Glyphosate Task Force (GTF) is a consortium of companies joining resources and efforts in order to renew the European glyphosate registration have raised concerns over the validity of recent report which highlighted glyphosate residues present in breast milk. The recent report entitled “Glyphosate testing report: Findings in American Mothers’ Breast Milk, Urine and Water” has caused concern in the US and has led to some groups calling for glyphosate to be banned.

However the GTF says, it is important to look closely at how this information was obtained and place its reported results in the appropriate context.

It commented: “Recent advances in diagnostic technology (particularly analytical chemistry) mean that it is now possible to detect even minuscule levels of substances which can be present in our bodies.
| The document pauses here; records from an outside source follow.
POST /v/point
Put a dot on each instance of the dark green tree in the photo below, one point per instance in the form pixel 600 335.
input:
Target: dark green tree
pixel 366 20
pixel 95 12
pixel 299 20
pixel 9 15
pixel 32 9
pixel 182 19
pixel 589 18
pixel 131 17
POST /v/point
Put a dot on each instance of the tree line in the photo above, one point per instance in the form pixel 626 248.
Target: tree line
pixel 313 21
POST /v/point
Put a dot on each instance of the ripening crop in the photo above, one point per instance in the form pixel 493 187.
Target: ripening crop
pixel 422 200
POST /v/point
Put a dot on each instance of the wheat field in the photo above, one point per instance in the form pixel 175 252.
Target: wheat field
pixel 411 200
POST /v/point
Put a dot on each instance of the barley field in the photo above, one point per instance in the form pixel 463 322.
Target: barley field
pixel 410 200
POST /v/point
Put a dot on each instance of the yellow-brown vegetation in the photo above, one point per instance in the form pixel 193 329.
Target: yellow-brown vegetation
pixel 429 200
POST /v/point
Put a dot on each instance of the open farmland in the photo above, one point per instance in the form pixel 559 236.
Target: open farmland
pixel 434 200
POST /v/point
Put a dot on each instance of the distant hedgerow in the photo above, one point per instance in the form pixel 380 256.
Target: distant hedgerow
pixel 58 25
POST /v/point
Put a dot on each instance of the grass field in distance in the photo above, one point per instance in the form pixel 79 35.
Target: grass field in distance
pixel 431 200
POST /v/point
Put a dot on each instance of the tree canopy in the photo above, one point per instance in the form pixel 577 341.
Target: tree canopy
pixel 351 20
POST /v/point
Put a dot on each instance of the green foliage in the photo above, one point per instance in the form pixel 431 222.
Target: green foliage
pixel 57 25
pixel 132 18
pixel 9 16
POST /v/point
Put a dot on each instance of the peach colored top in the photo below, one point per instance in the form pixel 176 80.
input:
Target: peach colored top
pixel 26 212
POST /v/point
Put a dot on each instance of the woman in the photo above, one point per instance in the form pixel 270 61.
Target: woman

However, the results of such tests must then be analysed alongside and compared with the levels of exposure which can actually cause us harm.

“Care should be taken when analysing, interpreting and discussing the results of bio-monitoring surveys – especially when the selection of individuals, the methods of sampling and data handling and specific validation methods have not been disclosed.”

It remarked: “In this particular report, levels of glyphosate residues the authors claim were present in a minority of samples were well below the Acceptable Daily Intake (ADI) values. ADIs are set by authorities such as the World Health Organisation (WHO) and represent an amount which is considered safe for consumption on a daily basis over a long period of time, without incurring any significant risk to health.

“In fact, actual levels from other exposure studies concerning glyphosate have shown to be well below the established ADI limits. For example, The Farm Family Exposure Study (Acquavella et al. 2004) found that none of the exposures determined in farmers or their spouses and children ever approached the ADI.”

The task force concluded: “Therefore, to the best of our knowledge, the reported levels of glyphosate detected in breast milk are not a cause for concern.”